Learn about the Wise migration from UUID tokens to JWT tokens.

API integrations receive an access_token when using the Client Credentials OAuth flow. Wise is migrating these access tokens from opaque UUID tokens to JWT tokens (encrypted JWT/JWE).

This guide explains what's changing, who is impacted and what you need to do to remain compatible.

Timelines

  • Transition period from mid June 2026 (Sandbox): JWT token formats will be returned
  • Transition period from end July 2026 (Production): UUID and JWT token formats may both be returned
  • Deadline to migrate: 7 January 2027

After the deadline: only JWT tokens will be issued, and UUID tokens will no longer be supported.

What's changing

Only the format of the access_token value is changing. The way you use it does not change and you can continue sending tokens as Authorization: Bearer <access_token>.

Old format: UUID (opaque)

Example Response with UUID token (200 - OK)
{
 "access_token": "ca44a17e-9b28-4fb7-bcf7-9ba09340c26f",
 "token_type": "bearer",
 "expires_in": 43199,
 "scope": "transfers",
 "expires_at": "2026-05-06T00:57:28.213Z"
}

New format: JWT/JWE

Example Response with JWT (200 - OK)
{
 "access_token": "eyJhbGciOiJSUzI1NiIsImVuYyI6IkEyNTZHQ00iLCJ0eXAiOiJKV1QifQ.eyJzdWIiOiIzIiwiaXNzIjo...",
 "token_type": "bearer",
 "expires_in": 43199,
 "scope": "transfers",
 "expires_at": "2026-05-06T00:57:28.213Z"
}

JWT token characteristics

  • Typically 500-800+ characters (length varies)
  • Dot-separated sections (JWE commonly has 5 parts)
  • Should be treated as an opaque string (do not parse or enforce UUID rules)

Who is impacted

You are impacted if your integration does any of the following with access_token:

  • Stores tokens in a UUID-typed database column
  • Validates tokens with UUID regex checks or UUID parsers
  • Assumes tokens are always 36 characters and include hyphens
  • Performs UUID-specific conversions (for example, converting to a binary UUID type)

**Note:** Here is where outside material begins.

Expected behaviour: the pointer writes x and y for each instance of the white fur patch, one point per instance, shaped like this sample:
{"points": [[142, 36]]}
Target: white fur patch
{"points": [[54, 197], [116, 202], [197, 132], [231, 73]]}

If you store the token as a string and only use it as a bearer token in the Authorization header, you are likely unaffected.

What you need to do

Step 1: Update database storage

Store access tokens in a string field that can hold long values.

Recommended

  • TEXT, or a sufficiently large VARCHAR (for example, VARCHAR(2048) or larger)

Avoid

  • UUID column types for access tokens
  • Length limits that could truncate tokens

Step 2: Update application code

  • Handle access_token as an opaque string.

Do

  • Store and pass the token as a string
  • Use minimal validation (for example: non-empty string)

Don't

  • Parse/cast to UUID
  • Apply UUID regex validation
  • Enforce fixed length (36 chars)

Step 3: Test in sandbox

Before deploying to production:

  1. Request Client Credentials tokens in sandbox
  2. Confirm tokens can be stored without truncation
  3. Confirm API calls succeed using: Authorization: Bearer <access_token>
  4. Confirm no UUID validation/parsing paths reject the new format

Frequently asked questions

Do I need to decode the JWT?

No, treat the token as an opaque bearer token. Your integration should not depend on decoding token contents.

Does the OAuth flow change?

No, only the access_token format changes.